Das Rechtssystem atmet immer noch den Geist der Kolonialzeit – Sex zwischen Männern, «Sodomie» genannt, ist in Namibia strafbar. Aber es geht voran

Namibia
Friedel Dausab ist Direktor von Out-Right Namibia (Foto: Tobias Sauer)

Namibias LGBTIQ-Community ist guter Stimmung: In der Gesellschaft wie auch politisch scheint sich ihre Lage zu verbessern. Aktivist*innen hoffen, dass endlich die noch aus der Kolonialzeit stammenden Gesetze abgeschafft werden, die Sex zwischen Männern verbieten.

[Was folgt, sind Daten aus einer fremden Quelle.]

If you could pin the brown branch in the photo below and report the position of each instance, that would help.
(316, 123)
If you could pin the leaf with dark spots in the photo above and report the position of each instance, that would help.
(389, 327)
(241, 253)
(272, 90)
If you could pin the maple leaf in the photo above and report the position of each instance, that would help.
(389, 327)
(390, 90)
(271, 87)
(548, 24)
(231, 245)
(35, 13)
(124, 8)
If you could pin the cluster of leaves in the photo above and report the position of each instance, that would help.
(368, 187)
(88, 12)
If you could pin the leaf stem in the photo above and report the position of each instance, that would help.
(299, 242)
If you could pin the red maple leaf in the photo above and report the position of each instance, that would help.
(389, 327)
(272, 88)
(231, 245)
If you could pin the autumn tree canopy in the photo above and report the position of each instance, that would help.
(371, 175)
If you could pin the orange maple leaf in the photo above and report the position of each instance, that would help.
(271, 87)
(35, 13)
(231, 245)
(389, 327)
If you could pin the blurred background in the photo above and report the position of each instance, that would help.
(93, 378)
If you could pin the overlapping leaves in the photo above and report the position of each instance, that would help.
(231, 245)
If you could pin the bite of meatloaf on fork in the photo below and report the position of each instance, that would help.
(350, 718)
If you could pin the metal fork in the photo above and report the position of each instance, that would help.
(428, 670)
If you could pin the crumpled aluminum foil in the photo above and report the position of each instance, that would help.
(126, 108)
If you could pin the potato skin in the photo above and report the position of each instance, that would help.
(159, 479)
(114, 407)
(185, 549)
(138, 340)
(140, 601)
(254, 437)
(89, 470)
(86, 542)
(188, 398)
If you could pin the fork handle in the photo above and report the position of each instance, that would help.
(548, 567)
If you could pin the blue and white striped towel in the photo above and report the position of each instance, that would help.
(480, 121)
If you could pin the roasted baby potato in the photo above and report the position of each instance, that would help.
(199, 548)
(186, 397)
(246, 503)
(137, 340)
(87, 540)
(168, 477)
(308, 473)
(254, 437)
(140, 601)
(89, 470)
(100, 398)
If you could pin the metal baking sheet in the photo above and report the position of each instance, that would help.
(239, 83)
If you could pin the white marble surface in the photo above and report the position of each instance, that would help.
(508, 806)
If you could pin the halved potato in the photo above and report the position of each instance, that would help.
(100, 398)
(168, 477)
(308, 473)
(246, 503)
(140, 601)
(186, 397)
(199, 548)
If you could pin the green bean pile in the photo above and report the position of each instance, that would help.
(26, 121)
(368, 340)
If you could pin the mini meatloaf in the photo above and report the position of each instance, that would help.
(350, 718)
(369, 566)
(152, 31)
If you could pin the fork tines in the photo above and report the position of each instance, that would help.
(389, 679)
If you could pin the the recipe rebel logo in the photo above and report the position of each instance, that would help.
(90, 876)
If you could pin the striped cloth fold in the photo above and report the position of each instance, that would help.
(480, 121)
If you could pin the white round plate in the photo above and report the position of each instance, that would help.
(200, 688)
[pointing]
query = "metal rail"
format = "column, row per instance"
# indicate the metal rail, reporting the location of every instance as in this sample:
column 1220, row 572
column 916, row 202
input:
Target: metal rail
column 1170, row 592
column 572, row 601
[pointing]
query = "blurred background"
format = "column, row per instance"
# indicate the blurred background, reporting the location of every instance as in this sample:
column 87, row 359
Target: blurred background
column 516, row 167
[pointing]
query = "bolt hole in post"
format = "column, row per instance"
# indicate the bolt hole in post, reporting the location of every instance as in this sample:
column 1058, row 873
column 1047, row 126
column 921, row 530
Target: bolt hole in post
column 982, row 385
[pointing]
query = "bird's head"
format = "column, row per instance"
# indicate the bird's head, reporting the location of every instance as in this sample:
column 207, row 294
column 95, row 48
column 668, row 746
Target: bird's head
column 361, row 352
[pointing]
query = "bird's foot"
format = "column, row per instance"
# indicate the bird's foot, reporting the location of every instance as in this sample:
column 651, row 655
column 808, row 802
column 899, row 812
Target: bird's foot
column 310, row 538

Dicht an dicht stehen die Gäste an diesem Abend im Warehouse, einer angesagten Bar im Zentrum von Windhoek. In der namibischen Hauptstadt ist sie als Hot­spot der LGBTIQ-Community bekannt. Die Stimmung ist fröhlich und gelöst. Beim Karaoke stellen Gäste ihre Lieblingssongs vor, immer wieder unterbrochen von Applaus. Über einem Bier tauscht man den neuesten Klatsch und Tratsch aus. Und an den Wochenenden ist hier noch mehr los: In dem alten Gewerbegebäude steigen dann auch Partys mit angesagten DJs.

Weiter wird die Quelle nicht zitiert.